What is the coinsurance percentage and maximum out of pocket? It sounds like the HDHP is probably best, particularly if the HSA contribution is only for the HDHP (which it probably is, as otherwise it'd be a FSA, but sometimes companies are lax about the terminology).
Here are my work options and the comparison I did:
Regular:
$5,700 annually
$600/person, $1,200/family deductible
$3,400/person, $6,800 family out of pocket limit
$25 copay (mostly)
10% coinsurance (mostly)
HDHP:
$4,900 annually
$1,350/person, $2,700/family deductible
$4,300/person, $8,600 family out of pocket limit
No copay, but 20% coinsurance applies to visits as well as labs/imaging/facilites/etc.
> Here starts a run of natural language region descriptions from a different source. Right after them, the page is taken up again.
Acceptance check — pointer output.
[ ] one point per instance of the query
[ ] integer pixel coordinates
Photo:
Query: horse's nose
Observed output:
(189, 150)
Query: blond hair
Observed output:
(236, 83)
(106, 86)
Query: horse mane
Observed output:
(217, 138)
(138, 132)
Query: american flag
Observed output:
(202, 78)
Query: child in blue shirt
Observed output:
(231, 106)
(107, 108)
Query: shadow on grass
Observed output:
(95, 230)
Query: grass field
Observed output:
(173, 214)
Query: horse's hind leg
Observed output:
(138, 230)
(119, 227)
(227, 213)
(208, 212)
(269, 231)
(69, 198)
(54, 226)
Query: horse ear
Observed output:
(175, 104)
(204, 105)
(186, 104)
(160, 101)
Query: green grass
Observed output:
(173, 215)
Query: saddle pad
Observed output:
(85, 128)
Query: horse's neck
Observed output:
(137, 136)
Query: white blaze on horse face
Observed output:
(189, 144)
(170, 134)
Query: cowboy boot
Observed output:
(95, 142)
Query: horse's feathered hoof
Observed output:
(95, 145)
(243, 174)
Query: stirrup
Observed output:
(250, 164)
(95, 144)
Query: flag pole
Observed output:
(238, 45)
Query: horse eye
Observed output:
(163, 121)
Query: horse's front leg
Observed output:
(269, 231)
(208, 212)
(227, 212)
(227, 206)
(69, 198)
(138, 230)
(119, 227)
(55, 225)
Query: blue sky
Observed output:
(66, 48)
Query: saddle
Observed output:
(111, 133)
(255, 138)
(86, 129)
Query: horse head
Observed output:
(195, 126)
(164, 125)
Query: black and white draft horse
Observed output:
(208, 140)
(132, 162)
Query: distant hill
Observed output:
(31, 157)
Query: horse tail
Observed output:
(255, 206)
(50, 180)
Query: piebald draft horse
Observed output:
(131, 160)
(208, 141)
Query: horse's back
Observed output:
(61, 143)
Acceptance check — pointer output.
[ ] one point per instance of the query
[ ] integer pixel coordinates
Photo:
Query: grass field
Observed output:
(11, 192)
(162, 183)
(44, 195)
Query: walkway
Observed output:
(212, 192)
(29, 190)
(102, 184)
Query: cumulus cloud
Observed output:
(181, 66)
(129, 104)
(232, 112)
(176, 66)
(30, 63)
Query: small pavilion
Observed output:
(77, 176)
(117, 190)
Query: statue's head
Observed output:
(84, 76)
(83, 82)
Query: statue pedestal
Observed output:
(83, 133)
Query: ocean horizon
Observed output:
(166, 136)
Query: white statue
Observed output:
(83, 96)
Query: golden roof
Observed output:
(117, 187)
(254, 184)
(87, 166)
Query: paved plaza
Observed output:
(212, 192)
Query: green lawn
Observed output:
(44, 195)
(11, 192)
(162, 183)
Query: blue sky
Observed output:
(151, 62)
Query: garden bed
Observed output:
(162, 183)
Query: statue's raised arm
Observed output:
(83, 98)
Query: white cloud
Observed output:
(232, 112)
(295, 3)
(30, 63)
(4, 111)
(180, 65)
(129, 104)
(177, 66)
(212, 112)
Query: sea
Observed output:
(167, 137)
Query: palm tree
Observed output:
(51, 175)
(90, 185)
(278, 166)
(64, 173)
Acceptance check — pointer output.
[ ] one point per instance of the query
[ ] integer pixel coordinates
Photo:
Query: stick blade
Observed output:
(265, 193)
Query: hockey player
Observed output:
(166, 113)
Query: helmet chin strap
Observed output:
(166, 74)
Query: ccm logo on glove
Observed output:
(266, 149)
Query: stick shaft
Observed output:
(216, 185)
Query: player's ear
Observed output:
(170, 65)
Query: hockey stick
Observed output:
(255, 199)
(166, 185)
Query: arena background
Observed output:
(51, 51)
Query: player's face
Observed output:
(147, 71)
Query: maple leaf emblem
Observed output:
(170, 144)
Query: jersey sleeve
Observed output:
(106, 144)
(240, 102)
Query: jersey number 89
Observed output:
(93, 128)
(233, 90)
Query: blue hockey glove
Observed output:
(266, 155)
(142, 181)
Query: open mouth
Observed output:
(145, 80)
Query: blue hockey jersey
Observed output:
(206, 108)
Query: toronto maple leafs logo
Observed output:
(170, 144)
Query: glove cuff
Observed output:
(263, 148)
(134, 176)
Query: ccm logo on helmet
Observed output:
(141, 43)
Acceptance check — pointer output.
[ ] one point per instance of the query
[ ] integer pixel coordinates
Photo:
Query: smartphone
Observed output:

One member of my family has a chronic health condition and typically incurs about $20,000 of expenses. Let's assume for the sake of math that the other three are perfectly healthy and accident-free.
Regular:
$5,700 premium
$600 deductible
$1,500 copays (estimating about 5 visits/month)
$1,300 coinsurance (10% on $15,000 in outpatient visits/labs/imaging, but we've hit the per person cap)
$9,100 total health spending, of which $8,250 is pretax (premiums and $2,550 FSA limit)
HDHP:
$4,900 premium
$1,350 deductible
$2,950 (20% coinsurance on $20,000 of expenses, but we've hit the per person cap again)
$9,200 total health spending, all of which would be pretax as I'd put the max into the HSA.
Tax benefits give the edge to the HDHP, but chances are high that one of the other 3 members of my family would need a non-preventative office visit at some point, which would be $25 with the regular plan and $100+ with the HDHP.